Evolutionary and functional characterization of lagomorph guanylate binding proteins (GBPs): a story of gain and loss and shedding light on expression, localization and innate immunity-related functions

Luca Schelle¹ João V. Côrte-Real^{1, 2, 3, 4} Sharmeen Fayyaz^{5, 6} Augusto Del Pozo Ben¹ Margarita Shnipova¹ Moritz Petersen⁵ Rishikesh Lotke⁵ Bhavna Menon¹ Dana Matzek⁷ Lena Pfaff⁷ Ana Pinheiro^{2, 4} João P. Marques^{2, 4, 8} José Melo-Ferreira^{2, 3, 4} Bastian Popper⁷ Pedro J. Esteves^{2, 3, 4, 9} Daniel Sauter⁵ Joana Abrantes^{2, 3, 4*} Hanna-Mari Baldauf^1*

• ¹Department of Virology, Max von Pettenkofer Institute, Ludwig Maximilian University of Munich, Germany
• ²Centro de Investigacao em Biodiversidade e Recursos Geneticos (CIBIO-InBIO), Portugal
• ³Departament of Biology, Faculty of Sciences, University of Porto, Portugal
• ⁴BIOPOLIS Program in Genomics, Portugal
• ⁵Institute for Medical Virology and Epidemiology of Viral Diseases, University Hospital and Faculty of Medicine, University of Tübingen, Germany
• ⁶International Center for Chemical and Biological Sciences, University of Karachi, Pakistan
• ⁷Biomedical center (BMC), Core facility Animal Models (CAM), LMU München, Faculty of Medicine, Germany
• ⁸IRD UMR226 Institut des sciences de l’évolution de Montpellier (ISE-M), France
• ⁹Center of Investigation in Health Technologies, CESPU, Portugal

Guanylate binding proteins (GBPs) are an evolutionarily ancient family of proteins that are widely distributed among eukaryotes. They belong to the dynamin superfamily of GTPases, and their expression can be partially induced by interferons (IFNs). GBPs are involved in the cell-autonomous innate immune response against bacterial, parasitic and viral infections. Evolutionary studies have shown that GBPs exhibit a pattern of gene gain and loss events, indicative for the birth-and-death model of evolution.
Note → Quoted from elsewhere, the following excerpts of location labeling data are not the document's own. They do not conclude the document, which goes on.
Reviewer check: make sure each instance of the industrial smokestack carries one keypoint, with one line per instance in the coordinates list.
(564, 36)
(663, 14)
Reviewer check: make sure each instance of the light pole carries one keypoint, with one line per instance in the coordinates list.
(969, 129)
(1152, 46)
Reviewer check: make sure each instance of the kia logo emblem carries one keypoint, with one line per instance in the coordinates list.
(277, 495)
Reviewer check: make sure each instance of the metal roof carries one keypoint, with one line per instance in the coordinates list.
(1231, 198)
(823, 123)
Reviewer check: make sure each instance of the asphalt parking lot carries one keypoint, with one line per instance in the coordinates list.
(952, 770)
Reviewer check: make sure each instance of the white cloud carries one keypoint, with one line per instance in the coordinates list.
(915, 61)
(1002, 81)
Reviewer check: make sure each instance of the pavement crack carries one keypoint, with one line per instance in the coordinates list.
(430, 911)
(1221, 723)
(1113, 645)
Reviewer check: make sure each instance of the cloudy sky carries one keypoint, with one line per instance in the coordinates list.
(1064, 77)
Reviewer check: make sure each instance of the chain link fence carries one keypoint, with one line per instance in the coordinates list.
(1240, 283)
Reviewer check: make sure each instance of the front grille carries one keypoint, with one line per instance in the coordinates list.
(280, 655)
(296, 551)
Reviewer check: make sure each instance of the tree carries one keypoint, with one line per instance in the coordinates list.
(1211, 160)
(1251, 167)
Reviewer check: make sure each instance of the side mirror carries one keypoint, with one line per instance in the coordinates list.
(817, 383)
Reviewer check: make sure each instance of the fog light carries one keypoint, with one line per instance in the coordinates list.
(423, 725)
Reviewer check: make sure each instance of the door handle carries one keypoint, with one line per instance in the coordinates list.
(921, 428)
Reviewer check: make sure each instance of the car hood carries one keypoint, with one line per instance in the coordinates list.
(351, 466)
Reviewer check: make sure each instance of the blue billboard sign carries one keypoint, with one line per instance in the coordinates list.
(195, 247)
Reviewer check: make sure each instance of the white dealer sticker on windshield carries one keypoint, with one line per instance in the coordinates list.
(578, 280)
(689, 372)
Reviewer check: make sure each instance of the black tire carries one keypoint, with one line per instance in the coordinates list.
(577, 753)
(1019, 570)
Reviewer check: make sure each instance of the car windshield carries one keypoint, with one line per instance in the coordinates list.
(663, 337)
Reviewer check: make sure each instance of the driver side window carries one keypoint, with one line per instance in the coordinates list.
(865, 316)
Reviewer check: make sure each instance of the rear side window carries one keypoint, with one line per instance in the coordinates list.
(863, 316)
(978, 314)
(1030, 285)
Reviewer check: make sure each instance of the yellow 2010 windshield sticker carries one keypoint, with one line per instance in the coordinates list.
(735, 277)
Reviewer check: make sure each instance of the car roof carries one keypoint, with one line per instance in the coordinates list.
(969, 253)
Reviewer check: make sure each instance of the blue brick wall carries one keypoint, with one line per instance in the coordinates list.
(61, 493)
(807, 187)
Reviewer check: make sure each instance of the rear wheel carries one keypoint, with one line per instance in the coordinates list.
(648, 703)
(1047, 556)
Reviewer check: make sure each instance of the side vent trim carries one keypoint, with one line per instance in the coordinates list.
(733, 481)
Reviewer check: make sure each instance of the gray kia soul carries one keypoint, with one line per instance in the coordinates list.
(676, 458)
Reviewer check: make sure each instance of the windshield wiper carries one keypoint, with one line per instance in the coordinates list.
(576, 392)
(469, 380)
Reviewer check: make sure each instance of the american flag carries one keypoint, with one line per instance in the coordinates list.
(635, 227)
Most species harbor large GBP gene clusters that encode multiple paralogs. Previous functional and in-depth evolutionary studies have mainly focused on murine and human GBPs. Since rabbits are another important model system for studying human diseases, we focus here on lagomorphs to broaden our understanding of the multifunctional GBP protein family. From an evolutionary perspective, lagomorph GBPs also experienced multiple gain and loss events. For example, lagomorphs lack GBP3, 6 and 7. Furthermore, Leporidae experienced a loss of GBP2, a unique duplication of GBP5 and a massive expansion of GBP4. Gene expression analysis by reverse transcriptase quantitative polymerase chain reaction (RT-qPCR) and transcriptome data revealed that leporid GBP expression varied across tissues. Overexpressed rabbit GBPs localized either uniformly and/or discretely to the cytoplasm and/or in the nucleus. Oryctolagus cuniculus (oc)GBP5L1 and rarely ocGBP5L2 were an exception, colocalizing with the trans-Golgi network (TGN). In addition, four ocGBPs were IFN-inducible and only ocGBP5L2 inhibited furin activity. In conclusion, our work provides valuable information on the evolution of lagomorph GBPs, their characteristics and suggests a role for ocGBPs in innate immunity.